Don't forget the whippet you get thrown in . Tbh, if you're in the city, that's about the prices we pay, do like to finish the night in Turtle Bay with the rum platter. What Rum you on? Ps , 3x500ml bottles of Old Rosie from the co-op, a fiver.
Soz guise. Got distracted by some bird who had no bra on - and then by some mad coincidence her fella sorted me a line of gear in the toilets. Can only see things going downhill from here tbh.
Absolutelt ****oed. It's sat night why ain't none of you ****s drunk n up for an online argument?? Last chance saloon for me. Just about to re-meet some girl I was chatting to earlier. If all goes well then I'll be getting my beat n you lot won't hear from me If it doesn't go well, well then I'll be back in approximately an hour to call you all a bunch of horrendous ****cunts xx If it does end up being the latter then I hope none of you let me down by ignoring it... My backup idea only works if there's some **** on here ready for a row. Much lovceeee peeps, ya bunch of absolute thundercunts (especially you Sucky Haha) xx
A treble southern comfort over ice, £5.60. Double Havana club with dash pineapple juice, £5.20 Obvs they wouldn't serve me a treble spirit so yet literally served me a separate double n single I had to mix. I mean, ffs, do these ****s not realise that we're a nation of problem drinkers... an establishment double measure is probably less than a council house single. Absolute ****ing ****ers.
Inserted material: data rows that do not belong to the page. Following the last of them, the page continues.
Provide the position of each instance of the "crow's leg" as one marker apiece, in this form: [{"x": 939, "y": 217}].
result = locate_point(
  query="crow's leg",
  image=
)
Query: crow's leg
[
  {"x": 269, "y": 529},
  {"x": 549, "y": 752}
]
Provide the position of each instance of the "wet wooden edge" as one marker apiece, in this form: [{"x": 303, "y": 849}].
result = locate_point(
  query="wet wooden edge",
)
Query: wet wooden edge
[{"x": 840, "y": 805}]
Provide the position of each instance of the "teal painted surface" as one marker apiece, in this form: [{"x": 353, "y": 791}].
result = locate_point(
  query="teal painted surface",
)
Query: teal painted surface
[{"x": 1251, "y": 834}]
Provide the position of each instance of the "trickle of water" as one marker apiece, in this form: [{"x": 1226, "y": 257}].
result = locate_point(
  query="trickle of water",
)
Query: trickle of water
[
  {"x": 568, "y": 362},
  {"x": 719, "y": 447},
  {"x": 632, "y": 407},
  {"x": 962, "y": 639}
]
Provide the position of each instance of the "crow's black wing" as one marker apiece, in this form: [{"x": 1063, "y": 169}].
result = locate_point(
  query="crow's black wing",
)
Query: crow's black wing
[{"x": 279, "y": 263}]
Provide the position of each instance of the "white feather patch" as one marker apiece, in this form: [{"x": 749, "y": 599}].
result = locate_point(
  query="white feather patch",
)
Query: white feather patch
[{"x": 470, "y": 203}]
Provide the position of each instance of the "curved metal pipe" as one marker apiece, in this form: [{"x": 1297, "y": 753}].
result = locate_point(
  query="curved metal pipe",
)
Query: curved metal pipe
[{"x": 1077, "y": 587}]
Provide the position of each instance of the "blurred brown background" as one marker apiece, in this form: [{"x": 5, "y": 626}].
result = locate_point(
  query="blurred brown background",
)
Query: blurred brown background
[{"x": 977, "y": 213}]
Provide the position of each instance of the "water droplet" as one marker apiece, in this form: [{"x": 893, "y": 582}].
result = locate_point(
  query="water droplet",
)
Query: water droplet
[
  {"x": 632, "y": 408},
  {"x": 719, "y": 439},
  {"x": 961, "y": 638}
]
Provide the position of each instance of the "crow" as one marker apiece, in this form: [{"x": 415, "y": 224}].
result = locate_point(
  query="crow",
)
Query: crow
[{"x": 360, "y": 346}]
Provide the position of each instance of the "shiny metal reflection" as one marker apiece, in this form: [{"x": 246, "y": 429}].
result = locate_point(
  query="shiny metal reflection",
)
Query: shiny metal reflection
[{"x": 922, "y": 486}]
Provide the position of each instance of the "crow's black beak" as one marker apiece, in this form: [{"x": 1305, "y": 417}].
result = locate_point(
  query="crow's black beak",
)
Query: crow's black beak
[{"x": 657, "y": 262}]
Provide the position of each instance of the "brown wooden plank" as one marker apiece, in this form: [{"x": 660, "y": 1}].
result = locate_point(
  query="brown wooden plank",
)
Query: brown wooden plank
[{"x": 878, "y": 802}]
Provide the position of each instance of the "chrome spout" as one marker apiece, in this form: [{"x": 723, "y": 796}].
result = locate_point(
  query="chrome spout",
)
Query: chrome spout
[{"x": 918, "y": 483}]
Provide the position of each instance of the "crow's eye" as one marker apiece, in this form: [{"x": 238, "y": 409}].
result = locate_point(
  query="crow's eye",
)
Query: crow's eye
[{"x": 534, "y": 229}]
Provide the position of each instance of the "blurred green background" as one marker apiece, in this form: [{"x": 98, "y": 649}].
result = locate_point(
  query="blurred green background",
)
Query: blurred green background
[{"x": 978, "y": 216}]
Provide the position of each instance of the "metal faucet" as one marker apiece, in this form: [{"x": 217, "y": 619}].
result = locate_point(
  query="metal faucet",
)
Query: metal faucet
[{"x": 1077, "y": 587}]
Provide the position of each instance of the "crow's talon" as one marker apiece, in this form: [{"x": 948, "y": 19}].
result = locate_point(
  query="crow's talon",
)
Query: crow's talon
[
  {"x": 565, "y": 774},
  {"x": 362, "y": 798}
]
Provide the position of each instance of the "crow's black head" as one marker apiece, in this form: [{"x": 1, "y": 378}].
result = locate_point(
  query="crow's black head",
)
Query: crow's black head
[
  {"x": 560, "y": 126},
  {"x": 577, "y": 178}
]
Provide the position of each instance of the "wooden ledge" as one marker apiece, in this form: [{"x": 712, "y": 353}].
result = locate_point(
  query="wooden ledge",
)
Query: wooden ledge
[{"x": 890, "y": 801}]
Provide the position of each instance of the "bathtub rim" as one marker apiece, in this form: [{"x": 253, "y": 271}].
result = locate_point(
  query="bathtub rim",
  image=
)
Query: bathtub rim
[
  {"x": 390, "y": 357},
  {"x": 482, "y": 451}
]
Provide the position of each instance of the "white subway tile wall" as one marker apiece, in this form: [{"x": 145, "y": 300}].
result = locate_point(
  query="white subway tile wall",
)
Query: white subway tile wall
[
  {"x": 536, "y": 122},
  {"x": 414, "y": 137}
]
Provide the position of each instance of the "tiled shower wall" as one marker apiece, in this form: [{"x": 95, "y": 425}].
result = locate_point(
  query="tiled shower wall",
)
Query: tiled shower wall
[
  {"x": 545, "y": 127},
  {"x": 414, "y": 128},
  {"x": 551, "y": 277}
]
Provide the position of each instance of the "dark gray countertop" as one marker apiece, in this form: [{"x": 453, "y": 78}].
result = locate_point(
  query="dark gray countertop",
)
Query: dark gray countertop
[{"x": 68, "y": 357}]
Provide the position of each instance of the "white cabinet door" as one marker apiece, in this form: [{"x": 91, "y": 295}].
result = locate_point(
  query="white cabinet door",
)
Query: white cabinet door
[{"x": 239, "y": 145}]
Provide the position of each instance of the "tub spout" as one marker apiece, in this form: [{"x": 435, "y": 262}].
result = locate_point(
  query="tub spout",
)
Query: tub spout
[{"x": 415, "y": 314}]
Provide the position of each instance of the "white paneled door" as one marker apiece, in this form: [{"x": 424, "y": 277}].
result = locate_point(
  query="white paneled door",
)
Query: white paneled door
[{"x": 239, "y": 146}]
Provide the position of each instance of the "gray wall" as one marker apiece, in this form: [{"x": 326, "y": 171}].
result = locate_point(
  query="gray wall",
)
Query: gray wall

Any bloke that uses the word horrendous is not about to get ****ed unless it's by some Uni bird that has explained to you why driving your car is killing us all with hot weather. If that's the case just agree with her and get her bent over the table
Anybody have any home cures for deafness? I've gone completely deaf in my left ear, I think it might have happened through having water in it.
Sounds like it’ll be water trapped behind wax, get some Earex from the chemist mate which will dissolve it. If it happens again you’ll maybe need them syringing, I used to do mine at home tbh.